Dengan bahasa isyarat yang seadanya, Aceng mencoba berinteraksi dengan gadis yang tidak diketahui namanya itu. Gadis itu tersenyum lagi dan mempersilahkan Aceng masuk dan menyiapkan masakannya untuk Aceng, tamunya.
Ternyata masakan yang harum itu adalah Lempah Kuning, dan bumbu yang membuatnya demikian semerbak adalah belacan. Aceng pun tanpa segan mencicipi masakan itu dengan lahap. Tampak keringat di wajahnya mulai bercucuran karena rasa pedas lempah itu. Namun Aceng menjadi semakin semangat menikmatinya hingga membuat sang Gadis tertawa melihatnya.
Setelah selesai melahap Lempah Kuning itu, Aceng berpamitan.
"Terima kasih atas makanannya. Kamu hebat sekali memasaknya. Aku pamit dulu. Jika berkenan, aku akan mampir lagi nanti,"ucap Aceng dengan perlahan-lahan agar mudah dimengerti oleh gadis itu.

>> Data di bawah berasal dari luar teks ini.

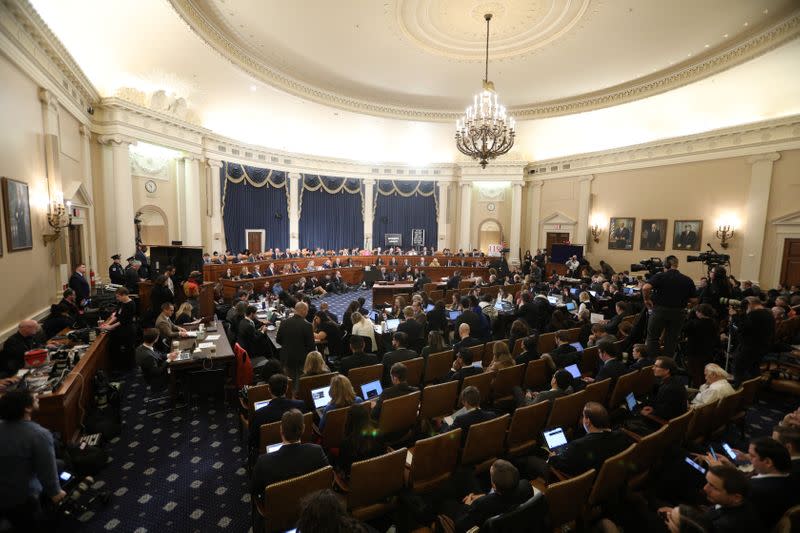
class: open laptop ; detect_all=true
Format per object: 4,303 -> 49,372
564,365 -> 581,379
542,428 -> 567,452
361,379 -> 383,401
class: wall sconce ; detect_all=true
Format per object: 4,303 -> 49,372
717,224 -> 733,248
42,197 -> 72,246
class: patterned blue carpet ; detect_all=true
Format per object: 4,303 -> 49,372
72,291 -> 800,533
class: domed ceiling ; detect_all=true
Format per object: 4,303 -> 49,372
170,0 -> 800,121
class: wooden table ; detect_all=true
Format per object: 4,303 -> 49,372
33,333 -> 111,442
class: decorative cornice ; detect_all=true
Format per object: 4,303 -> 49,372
170,0 -> 800,122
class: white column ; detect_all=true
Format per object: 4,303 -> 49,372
436,181 -> 450,251
458,181 -> 472,252
206,159 -> 225,253
181,156 -> 203,246
740,152 -> 781,282
98,135 -> 136,258
528,181 -> 544,251
508,182 -> 522,265
573,175 -> 594,246
289,172 -> 300,250
364,178 -> 375,250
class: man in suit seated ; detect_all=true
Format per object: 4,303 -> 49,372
513,369 -> 572,407
381,331 -> 418,387
339,335 -> 380,376
371,363 -> 417,420
250,409 -> 329,500
248,374 -> 306,451
440,386 -> 497,446
439,459 -> 533,533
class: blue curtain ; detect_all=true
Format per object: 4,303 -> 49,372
299,189 -> 364,250
220,163 -> 289,252
372,190 -> 437,249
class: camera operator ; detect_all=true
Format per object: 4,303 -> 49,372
0,390 -> 67,532
728,296 -> 775,387
642,255 -> 697,357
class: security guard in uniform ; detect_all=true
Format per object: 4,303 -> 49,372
108,254 -> 125,285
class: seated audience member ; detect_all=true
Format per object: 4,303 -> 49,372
319,374 -> 364,429
445,349 -> 483,386
381,331 -> 417,386
628,344 -> 656,370
440,459 -> 533,533
486,342 -> 514,372
371,363 -> 418,420
440,386 -> 497,446
0,390 -> 67,532
301,350 -> 331,377
339,335 -> 380,376
250,412 -> 329,505
513,369 -> 573,407
248,374 -> 306,450
690,363 -> 736,408
336,404 -> 386,478
350,312 -> 378,353
135,328 -> 178,389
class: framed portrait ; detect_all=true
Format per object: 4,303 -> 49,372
639,218 -> 667,252
3,178 -> 33,252
672,220 -> 703,252
608,217 -> 636,250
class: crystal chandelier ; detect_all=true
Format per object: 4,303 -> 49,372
456,13 -> 514,168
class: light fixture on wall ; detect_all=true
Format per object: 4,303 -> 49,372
456,13 -> 514,168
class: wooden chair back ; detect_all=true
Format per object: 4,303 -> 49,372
408,428 -> 461,493
378,391 -> 420,435
419,381 -> 458,420
347,364 -> 383,390
258,466 -> 333,533
347,448 -> 408,520
544,468 -> 597,531
424,350 -> 453,383
506,402 -> 550,456
461,415 -> 511,471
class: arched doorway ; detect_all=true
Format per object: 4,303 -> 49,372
139,205 -> 170,245
478,218 -> 503,253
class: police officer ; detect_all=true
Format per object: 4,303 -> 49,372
108,254 -> 125,285
642,255 -> 697,357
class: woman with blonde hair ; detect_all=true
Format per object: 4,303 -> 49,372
303,350 -> 331,376
319,374 -> 364,429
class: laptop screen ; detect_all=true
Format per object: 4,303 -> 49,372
564,365 -> 581,379
361,379 -> 383,400
311,386 -> 331,409
544,428 -> 567,450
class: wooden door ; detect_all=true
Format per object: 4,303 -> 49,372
69,226 -> 84,269
247,231 -> 264,254
780,239 -> 800,286
547,231 -> 569,256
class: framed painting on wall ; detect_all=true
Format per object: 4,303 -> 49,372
608,217 -> 636,250
3,178 -> 33,252
639,218 -> 667,252
672,220 -> 703,252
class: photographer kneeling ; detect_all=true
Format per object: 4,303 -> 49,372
0,390 -> 67,532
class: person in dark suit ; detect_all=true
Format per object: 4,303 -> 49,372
250,412 -> 330,500
381,331 -> 418,387
443,459 -> 533,533
370,363 -> 417,420
69,263 -> 92,307
248,374 -> 306,450
440,386 -> 497,446
276,302 -> 314,384
339,335 -> 380,376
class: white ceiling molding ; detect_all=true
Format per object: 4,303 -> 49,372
525,115 -> 800,181
170,0 -> 800,122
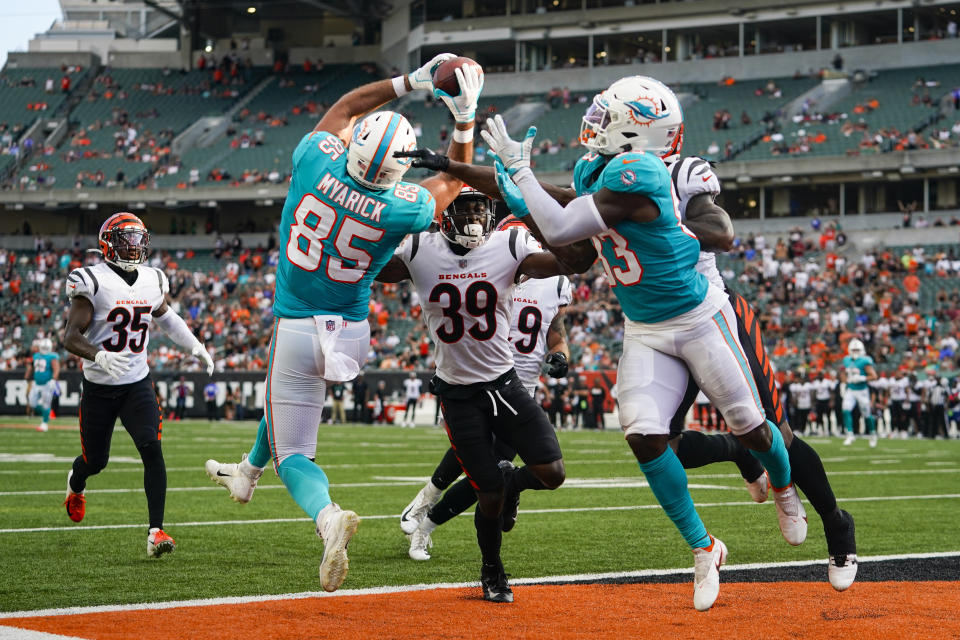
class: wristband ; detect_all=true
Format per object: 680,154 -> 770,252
393,76 -> 410,98
453,127 -> 474,144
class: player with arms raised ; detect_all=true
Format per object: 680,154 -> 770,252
206,54 -> 483,591
63,213 -> 213,558
483,76 -> 806,610
664,112 -> 857,591
26,338 -> 60,431
377,189 -> 596,602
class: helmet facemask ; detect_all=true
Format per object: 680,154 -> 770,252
440,192 -> 494,249
101,227 -> 150,271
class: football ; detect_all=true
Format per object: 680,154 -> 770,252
433,56 -> 482,97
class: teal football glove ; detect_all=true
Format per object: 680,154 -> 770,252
480,114 -> 537,176
493,158 -> 530,218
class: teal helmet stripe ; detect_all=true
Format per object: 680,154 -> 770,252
363,113 -> 403,181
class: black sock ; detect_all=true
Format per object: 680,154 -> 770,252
430,447 -> 463,491
70,456 -> 93,493
473,506 -> 503,564
512,465 -> 547,491
427,478 -> 477,524
139,441 -> 167,529
787,435 -> 842,529
677,431 -> 763,482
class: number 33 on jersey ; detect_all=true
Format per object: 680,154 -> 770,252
67,262 -> 170,385
273,131 -> 436,322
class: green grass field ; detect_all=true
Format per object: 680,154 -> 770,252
0,418 -> 960,611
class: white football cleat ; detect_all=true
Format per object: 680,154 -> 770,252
317,503 -> 360,591
773,482 -> 807,546
203,454 -> 263,504
693,536 -> 727,611
400,482 -> 443,536
743,473 -> 770,504
407,527 -> 433,561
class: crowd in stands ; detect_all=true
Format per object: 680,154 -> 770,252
0,214 -> 960,433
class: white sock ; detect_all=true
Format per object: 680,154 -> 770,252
423,480 -> 443,501
317,502 -> 340,537
420,516 -> 440,535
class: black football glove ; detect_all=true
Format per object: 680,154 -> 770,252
393,149 -> 450,171
546,351 -> 570,378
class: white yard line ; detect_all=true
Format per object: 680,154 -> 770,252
0,493 -> 960,534
0,551 -> 960,620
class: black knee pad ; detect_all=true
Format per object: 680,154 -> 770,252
137,440 -> 163,466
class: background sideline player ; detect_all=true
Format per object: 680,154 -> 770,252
25,338 -> 60,431
205,54 -> 483,591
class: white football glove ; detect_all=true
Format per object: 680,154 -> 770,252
433,64 -> 483,122
480,114 -> 537,177
407,53 -> 457,91
93,351 -> 130,380
190,344 -> 213,376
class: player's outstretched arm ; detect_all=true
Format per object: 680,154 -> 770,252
374,255 -> 410,283
314,53 -> 454,142
686,193 -> 734,253
63,296 -> 130,380
152,301 -> 213,376
393,149 -> 577,205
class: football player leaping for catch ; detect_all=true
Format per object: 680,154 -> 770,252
63,213 -> 213,558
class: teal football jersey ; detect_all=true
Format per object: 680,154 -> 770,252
573,151 -> 709,323
843,356 -> 873,391
273,131 -> 436,322
33,353 -> 60,384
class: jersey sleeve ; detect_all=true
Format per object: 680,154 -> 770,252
557,276 -> 573,307
410,185 -> 437,233
670,156 -> 720,210
154,269 -> 170,296
67,269 -> 97,302
599,151 -> 670,196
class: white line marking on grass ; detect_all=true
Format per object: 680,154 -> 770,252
0,551 -> 960,620
0,493 -> 960,534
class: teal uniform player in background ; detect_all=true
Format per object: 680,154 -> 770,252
840,338 -> 877,447
573,152 -> 708,323
205,54 -> 482,591
27,338 -> 60,431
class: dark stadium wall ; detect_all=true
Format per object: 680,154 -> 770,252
0,370 -> 433,420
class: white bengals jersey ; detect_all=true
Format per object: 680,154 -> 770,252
790,381 -> 816,409
67,262 -> 170,385
664,156 -> 726,291
396,229 -> 543,385
510,276 -> 573,395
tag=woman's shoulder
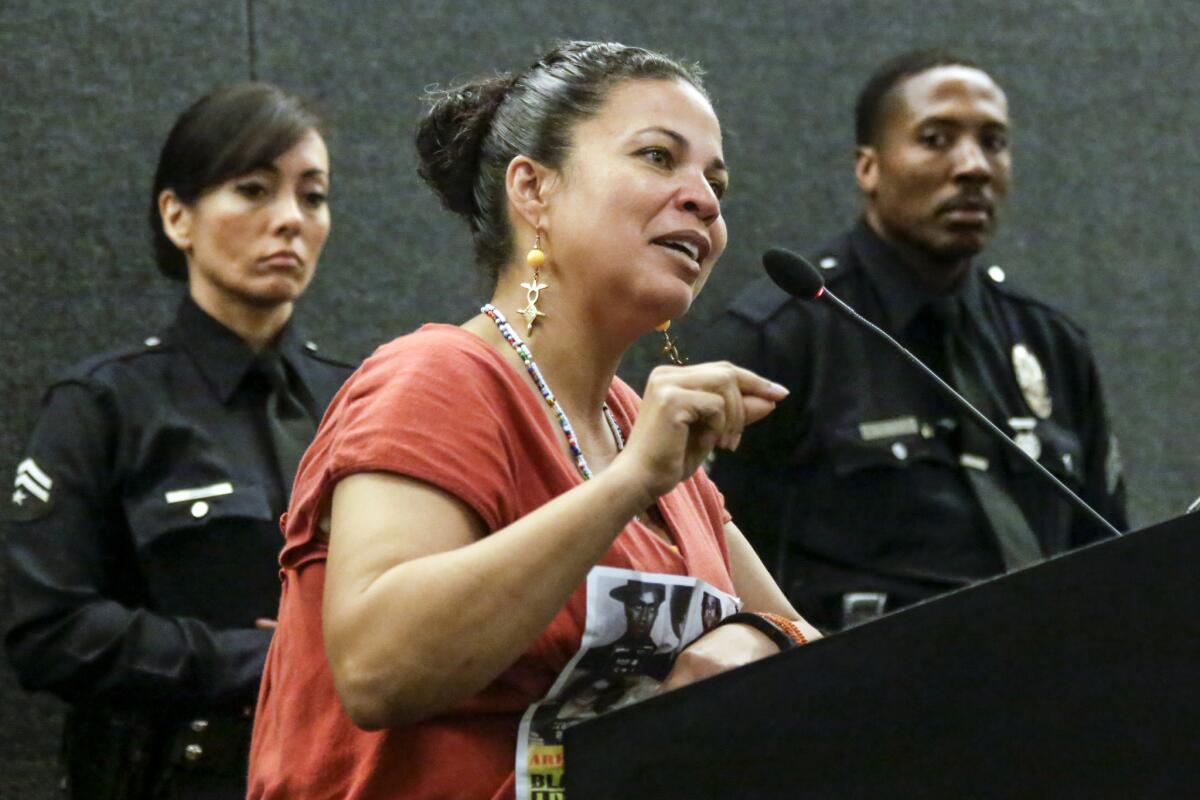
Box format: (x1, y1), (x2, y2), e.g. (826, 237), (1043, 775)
(362, 323), (498, 368)
(346, 323), (512, 412)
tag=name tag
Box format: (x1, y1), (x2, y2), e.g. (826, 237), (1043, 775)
(858, 416), (920, 441)
(167, 481), (233, 503)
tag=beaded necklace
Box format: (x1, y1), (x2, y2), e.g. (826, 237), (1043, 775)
(480, 303), (625, 481)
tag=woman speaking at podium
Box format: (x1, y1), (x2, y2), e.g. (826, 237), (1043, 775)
(250, 42), (816, 799)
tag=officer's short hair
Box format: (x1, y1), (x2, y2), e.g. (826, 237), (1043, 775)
(854, 48), (988, 146)
(150, 82), (323, 281)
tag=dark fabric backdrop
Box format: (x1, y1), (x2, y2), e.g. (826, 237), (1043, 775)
(0, 0), (1200, 799)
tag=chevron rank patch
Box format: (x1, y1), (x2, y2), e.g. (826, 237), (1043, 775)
(8, 458), (54, 522)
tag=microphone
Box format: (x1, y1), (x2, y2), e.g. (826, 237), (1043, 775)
(762, 248), (1122, 536)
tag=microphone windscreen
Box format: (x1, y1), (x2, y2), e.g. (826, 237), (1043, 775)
(762, 247), (824, 300)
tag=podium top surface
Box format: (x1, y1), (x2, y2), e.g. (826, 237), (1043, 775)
(565, 515), (1200, 800)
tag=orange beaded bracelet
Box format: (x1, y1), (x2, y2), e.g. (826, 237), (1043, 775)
(718, 612), (809, 651)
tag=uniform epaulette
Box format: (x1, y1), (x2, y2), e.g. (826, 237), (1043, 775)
(297, 339), (362, 369)
(982, 264), (1087, 338)
(50, 336), (175, 386)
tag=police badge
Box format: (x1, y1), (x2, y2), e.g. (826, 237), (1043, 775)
(1013, 344), (1052, 420)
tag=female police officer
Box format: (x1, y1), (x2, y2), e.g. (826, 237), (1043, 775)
(6, 84), (350, 798)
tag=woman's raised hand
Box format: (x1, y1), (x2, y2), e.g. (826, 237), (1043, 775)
(613, 361), (787, 498)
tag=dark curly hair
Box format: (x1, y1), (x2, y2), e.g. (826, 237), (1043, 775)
(149, 83), (323, 281)
(416, 42), (708, 278)
(854, 48), (988, 146)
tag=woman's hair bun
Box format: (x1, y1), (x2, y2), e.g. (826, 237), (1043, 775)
(416, 73), (516, 221)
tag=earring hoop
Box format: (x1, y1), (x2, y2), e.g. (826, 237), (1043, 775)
(517, 231), (546, 335)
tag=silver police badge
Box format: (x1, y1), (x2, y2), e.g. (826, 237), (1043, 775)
(1013, 344), (1054, 420)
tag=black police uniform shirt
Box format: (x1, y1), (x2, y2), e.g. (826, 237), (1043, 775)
(6, 299), (352, 712)
(697, 222), (1127, 630)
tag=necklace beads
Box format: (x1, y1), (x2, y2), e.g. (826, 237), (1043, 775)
(479, 303), (625, 481)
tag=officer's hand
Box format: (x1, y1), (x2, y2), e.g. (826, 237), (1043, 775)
(613, 361), (787, 498)
(662, 624), (779, 692)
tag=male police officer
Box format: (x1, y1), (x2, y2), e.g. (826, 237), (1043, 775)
(704, 52), (1126, 628)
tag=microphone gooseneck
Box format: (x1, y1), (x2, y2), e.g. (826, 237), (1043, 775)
(762, 248), (1122, 536)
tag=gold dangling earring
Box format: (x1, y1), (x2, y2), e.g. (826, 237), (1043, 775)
(654, 319), (688, 367)
(517, 231), (546, 333)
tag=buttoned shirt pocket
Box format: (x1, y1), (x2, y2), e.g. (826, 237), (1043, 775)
(827, 425), (955, 477)
(126, 483), (283, 627)
(1004, 420), (1085, 484)
(126, 482), (271, 552)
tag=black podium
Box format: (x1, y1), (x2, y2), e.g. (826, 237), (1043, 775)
(565, 513), (1200, 800)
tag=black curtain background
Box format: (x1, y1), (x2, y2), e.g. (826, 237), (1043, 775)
(0, 0), (1200, 799)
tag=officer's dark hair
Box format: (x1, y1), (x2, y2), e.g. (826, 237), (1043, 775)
(150, 83), (323, 281)
(854, 48), (988, 146)
(416, 41), (708, 284)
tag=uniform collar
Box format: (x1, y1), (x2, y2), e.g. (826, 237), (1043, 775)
(851, 219), (983, 332)
(170, 295), (302, 403)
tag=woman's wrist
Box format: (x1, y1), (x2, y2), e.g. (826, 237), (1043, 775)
(716, 612), (809, 652)
(598, 456), (659, 518)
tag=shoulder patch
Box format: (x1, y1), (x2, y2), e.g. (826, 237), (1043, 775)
(7, 458), (54, 522)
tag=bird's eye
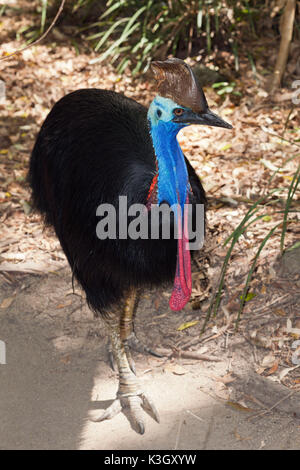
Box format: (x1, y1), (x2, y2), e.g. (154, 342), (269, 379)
(173, 108), (184, 116)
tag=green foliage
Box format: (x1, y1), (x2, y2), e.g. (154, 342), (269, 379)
(24, 0), (266, 73)
(202, 146), (300, 332)
(212, 82), (241, 96)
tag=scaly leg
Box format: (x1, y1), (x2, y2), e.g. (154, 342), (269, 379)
(108, 289), (162, 373)
(97, 300), (159, 434)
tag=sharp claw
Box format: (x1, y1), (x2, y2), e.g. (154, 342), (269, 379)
(106, 341), (116, 371)
(124, 341), (136, 375)
(93, 398), (122, 423)
(141, 393), (160, 423)
(137, 421), (145, 434)
(108, 351), (116, 371)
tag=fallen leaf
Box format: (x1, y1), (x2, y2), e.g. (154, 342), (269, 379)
(226, 401), (253, 413)
(0, 297), (14, 308)
(177, 320), (199, 331)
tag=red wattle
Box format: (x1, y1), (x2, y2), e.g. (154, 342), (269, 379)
(169, 196), (192, 310)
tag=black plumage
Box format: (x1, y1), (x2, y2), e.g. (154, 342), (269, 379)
(29, 59), (231, 433)
(29, 89), (205, 313)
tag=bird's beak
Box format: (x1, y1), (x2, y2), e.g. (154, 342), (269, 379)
(172, 108), (232, 129)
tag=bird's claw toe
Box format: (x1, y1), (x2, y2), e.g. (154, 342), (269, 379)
(94, 392), (159, 434)
(93, 398), (122, 423)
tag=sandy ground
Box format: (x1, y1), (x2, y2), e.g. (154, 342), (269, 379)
(0, 269), (300, 450)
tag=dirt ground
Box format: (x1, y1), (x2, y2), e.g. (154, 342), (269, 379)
(0, 4), (300, 450)
(0, 262), (300, 450)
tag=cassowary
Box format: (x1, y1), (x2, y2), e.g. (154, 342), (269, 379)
(29, 59), (231, 433)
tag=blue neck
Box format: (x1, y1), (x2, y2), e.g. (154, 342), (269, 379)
(149, 120), (189, 214)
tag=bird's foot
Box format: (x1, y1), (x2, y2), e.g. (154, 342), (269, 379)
(95, 392), (159, 434)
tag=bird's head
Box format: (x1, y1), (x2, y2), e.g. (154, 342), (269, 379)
(148, 59), (232, 134)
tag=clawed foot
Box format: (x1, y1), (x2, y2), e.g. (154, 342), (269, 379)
(94, 392), (159, 434)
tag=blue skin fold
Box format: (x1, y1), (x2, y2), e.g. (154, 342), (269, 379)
(148, 96), (189, 219)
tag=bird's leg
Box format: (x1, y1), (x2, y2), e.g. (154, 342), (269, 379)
(107, 289), (162, 373)
(97, 306), (159, 434)
(120, 290), (162, 358)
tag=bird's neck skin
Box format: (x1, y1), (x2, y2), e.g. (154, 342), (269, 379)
(148, 110), (188, 210)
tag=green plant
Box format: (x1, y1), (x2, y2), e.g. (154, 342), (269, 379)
(202, 151), (300, 332)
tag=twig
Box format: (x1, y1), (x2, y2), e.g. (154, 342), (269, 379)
(248, 390), (297, 420)
(0, 0), (66, 61)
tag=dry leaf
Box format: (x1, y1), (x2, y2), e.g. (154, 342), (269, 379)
(0, 297), (14, 308)
(226, 401), (253, 413)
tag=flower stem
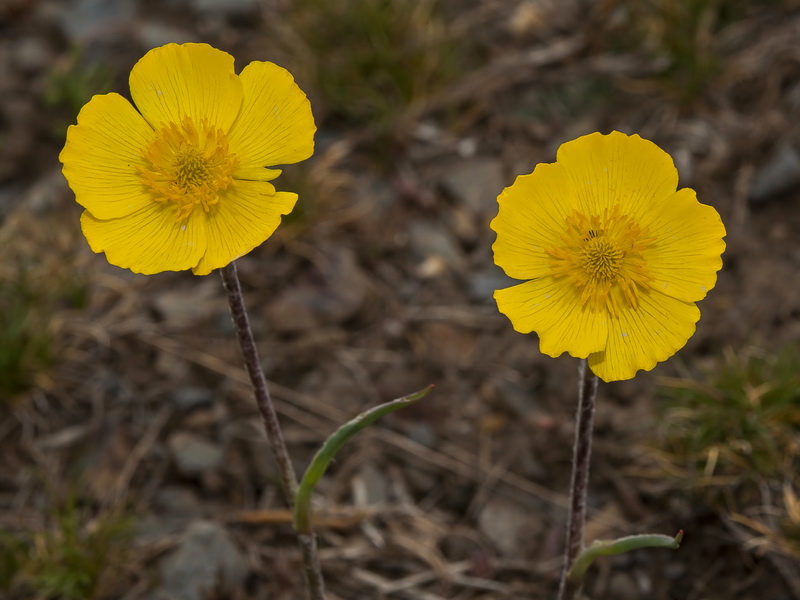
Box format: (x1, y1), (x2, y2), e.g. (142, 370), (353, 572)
(557, 360), (598, 600)
(220, 262), (325, 600)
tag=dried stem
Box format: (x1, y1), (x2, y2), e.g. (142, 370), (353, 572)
(557, 360), (598, 600)
(220, 262), (325, 600)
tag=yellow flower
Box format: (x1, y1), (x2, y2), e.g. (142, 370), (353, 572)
(491, 131), (725, 381)
(59, 44), (316, 275)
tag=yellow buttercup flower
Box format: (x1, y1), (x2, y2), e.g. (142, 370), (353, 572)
(491, 131), (725, 381)
(59, 44), (316, 275)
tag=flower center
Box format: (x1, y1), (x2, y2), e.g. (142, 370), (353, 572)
(137, 117), (239, 221)
(545, 206), (653, 314)
(581, 231), (623, 281)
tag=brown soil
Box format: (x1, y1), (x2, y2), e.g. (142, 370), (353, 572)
(0, 0), (800, 600)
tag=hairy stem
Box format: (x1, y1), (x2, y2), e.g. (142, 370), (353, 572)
(557, 360), (598, 600)
(220, 262), (325, 600)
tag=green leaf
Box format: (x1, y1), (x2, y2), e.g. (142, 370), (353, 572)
(567, 530), (683, 581)
(294, 385), (433, 533)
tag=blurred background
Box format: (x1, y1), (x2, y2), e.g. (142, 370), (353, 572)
(0, 0), (800, 600)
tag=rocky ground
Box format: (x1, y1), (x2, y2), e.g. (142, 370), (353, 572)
(0, 0), (800, 600)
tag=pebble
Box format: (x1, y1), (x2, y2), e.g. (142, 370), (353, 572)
(469, 265), (522, 304)
(159, 521), (248, 600)
(478, 496), (541, 558)
(56, 0), (136, 43)
(408, 219), (464, 275)
(748, 145), (800, 204)
(167, 431), (223, 477)
(441, 157), (506, 216)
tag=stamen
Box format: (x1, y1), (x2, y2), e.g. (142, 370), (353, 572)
(137, 117), (239, 221)
(545, 206), (653, 314)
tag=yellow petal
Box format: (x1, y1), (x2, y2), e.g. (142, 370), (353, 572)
(494, 277), (608, 358)
(58, 94), (155, 219)
(233, 167), (283, 181)
(589, 290), (700, 381)
(491, 163), (576, 279)
(192, 181), (297, 275)
(228, 62), (317, 168)
(130, 44), (242, 132)
(642, 188), (725, 302)
(81, 202), (206, 275)
(557, 131), (678, 217)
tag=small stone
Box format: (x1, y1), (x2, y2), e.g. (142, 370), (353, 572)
(137, 21), (196, 48)
(478, 497), (541, 557)
(191, 0), (257, 16)
(167, 431), (223, 477)
(442, 158), (505, 216)
(469, 266), (522, 304)
(153, 278), (222, 326)
(153, 485), (202, 517)
(408, 220), (464, 272)
(748, 146), (800, 204)
(159, 521), (248, 600)
(57, 0), (136, 42)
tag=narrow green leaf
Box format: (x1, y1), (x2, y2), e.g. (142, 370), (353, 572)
(294, 385), (433, 533)
(567, 530), (683, 581)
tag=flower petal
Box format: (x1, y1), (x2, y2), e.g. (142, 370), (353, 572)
(490, 163), (577, 279)
(589, 291), (700, 381)
(130, 44), (242, 132)
(228, 62), (317, 168)
(58, 94), (155, 219)
(192, 181), (297, 275)
(81, 202), (206, 275)
(642, 188), (725, 302)
(494, 277), (608, 358)
(557, 131), (678, 218)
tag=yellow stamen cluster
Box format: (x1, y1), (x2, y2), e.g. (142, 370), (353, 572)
(545, 205), (653, 314)
(137, 117), (239, 221)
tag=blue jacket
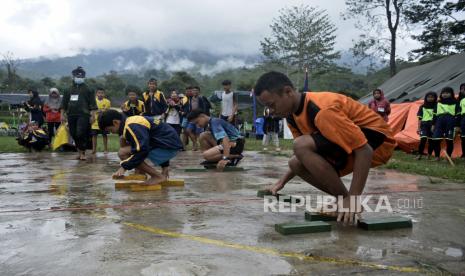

Sepanjang jalan Aceng tersenyum bahagia seperti orang yang jatuh cinta pada pandangan pertama. Malam harinya, bayangan sang Gadis masih begitu nyata dalam ingatannya. Ia pun menumpahkan isi hatinya dalam lagu cinta sambil memetik dambus kesayangannya yang bertangkai kepala rusa. Kodok-kodok seperti biasanya menemaninya dengan menguak merdu.
Kwakkk..! Kwakkk...! Wakk...! Wakkk!
"Adakah cara agar dia bisa sembuh, ya ? Aku ingin mendengar suaranya. Pasti sangat merdu seperti suara para dewi," gumam Aceng di sela lantunan lagunya.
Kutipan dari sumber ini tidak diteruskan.